碧の友達が帰り、彼を父のように慕う娘がまた、ベッドの枕元近くに置いた椅子へ腰掛けました。


「ふふふ。碧のおじさまに会えない子達からの、感謝状や嘆願がすごい数ですよ。

 鉄棍会議の子達がひいひい言ってます」

「迷惑かけるね。皆も忘れてくれていいんだがなあ」

「忘れられますか! 私は、碧のおじさまが拾って下さらなければ、

 ここにいませんよ」

「どうかな。見つけるのが少し時間はかかったかもしれないが、末の神の教団長が

 必ず君を娘にしたよ」

「母様なら、そうかも。でも、住む場所も食べ物も、愛してくれる人も、

 守ってくれる人もいない状態で、母様が見つけてくれるまでもったか

 私は自信ないです」

「過酷だもんな」

「というわけで、みんなそれぞれ、碧のおじさまへの恩を忘れられないの。

 旧・王都に巨大な銅像を建てようって人達がいるわね」

「勘弁してくれ。ただ土に還って、君たちの胸に少しだけ住ませてくれれば、

 それで十分なんだよ。『共存を願った者たちの友』って分不相応な名前まで

 もらったじゃないか」

「どうしようかなあ。私は、銅像が建っても嬉しいけど」

「頼む。私は『雲の巣・改』は使えないんだ」

「仕方ないなあ。『本人辞退してる』って伝えます。でも、あの子達、

 この村に押し寄せて来そうな勢いですから、また他のこと考えますよ?」


「ご家族が戻られましたね。では、また明日参ります」



3人の娘が、老いた父の元へ集まります。

末娘「お父さん、謝った方がいい?」

碧 「またいたずらでもしたのかい」

末娘「違います。
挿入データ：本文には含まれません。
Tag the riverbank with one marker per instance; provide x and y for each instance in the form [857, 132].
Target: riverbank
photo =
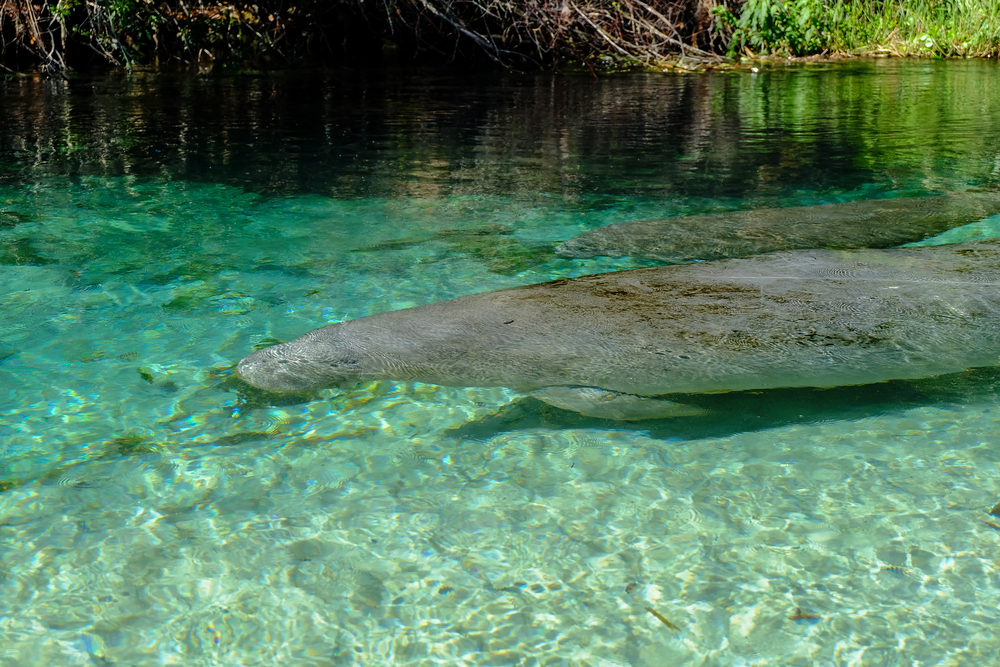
[596, 35]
夫も孫も見せて上げられなかった」

碧 「気持ちだけで十分だよ。君たちは、竜族の血を引いている。

   自分より弱い男にときめかないのは仕方ない」

末娘「いつか、お母さんには見てもらう」

碧 「ああ、縁があったらそうしてごらん」


次女「鉄紺叔父さんが、族長やれってまだ言うのよ……」

碧 「君たち三姉妹の強さは、どうかしてるからね」

次女「あれって義務? 興味持てないのよ」

碧 「鉄紺が二代目だろ? 竜族の里自体が、先代の族長によって、

   各地に散らばっていた者を集めて作られただろ。

   そんな義務は無いよ」

次女「良かった。私は、お父さんの仕事を真似して、

   各地の城下町を中心に見て回るのが好きなの。この生き方でいい?」

碧 「君の自由だ。どう生きたとしても、君の味方だよ」

次女「娘に甘いんだから」


長女「私達は長く生きられると思う。

   お父さんのことは、私達が全部持っていきます」

碧 「あまり抱え込まなくていいんだよ。時々思い出す程度で十分嬉しい」

長女「お母さんは強がるけど、お父さんが亡くなったら、喪失感半端ないと思う」

碧 「そうならないように、たくさん旅をして、同じものを見て来たんだけれど、

   力不足で済まない」

長女「いいえ。これは、私達の役目です。お母さんが、笑ってお父さんのことを

   話せるようになるまで、私達が見守ります。

   死んじゃったら出来ないんですから、私達に任せて?」

碧 「君が生まれた時、抱くのが怖くて緊張したんだ。

   ちょっと前のような気がする。大きくなったなあ」

長女「お母さんから聞いてます。それにしても、何年前の話よ……」



碧と妻は様々な話をします。旅の思い出、子育て時代の思い出、夫婦喧嘩した思い出、碧が杖をついてゆっくり歩く村の様子……。話すことは、語り尽くせぬほどありました。


「君に死ぬのは本望だったんだよ?」

「サッキュバスの倫理観ではアリなんですけど、あなたと暮らして

 私の価値観が変化したの。そんなことしたくない。

 今の体に『書き換え』をお願いして良かった」

「そうか」

「高台まで行く?」

「いや、やめておこう。途中で足が動かなくなりそうだ」

「じゃあ、ここで風に当たりましょうか」


「ああ」

「どうしたの。なんだか、あなた嬉しそう」

「先日、鉄紺が来てくれただろ」

「ええ」

「僕はあの子が母のお腹にいる頃に、

 『僕はカッコイイお兄ちゃんになるんだ』と張り切っていてね。

 あの子に認めて貰えると、なんだか嬉しいのさ」

「銅像が旧・王都に建ちそうになるくらいの人だもの。鉄紺さんには

 自慢のお兄さんでしょ。族長を頼んでも頼んでも断る姪が3人もいるし」

「娘達のことは、申し訳なく思っている。あそこまで伸びるとはなあ」

「私達の組み合わせが良かったんじゃない?」

「前族長が、幼女時代のあの子達に倒された時は、さすがに凹んでいたからね」

「今でも、鉄紺さん、あの子達に敵わないし」

「それは言わないでやってくれ」

「ふふ」


「最近、起きていられる時間が減ったけれど」

「ええ」

「今日は、君とたくさん話せて嬉しいよ」



――この数日後に、碧は人生を終えました。王族や貴族がいた頃は、国葬ってありましたよね。碧の葬儀は弔問客が多すぎるので、骸骨村では行えず、旧・王都で行われました。実質、国葬に匹敵する規模になりました。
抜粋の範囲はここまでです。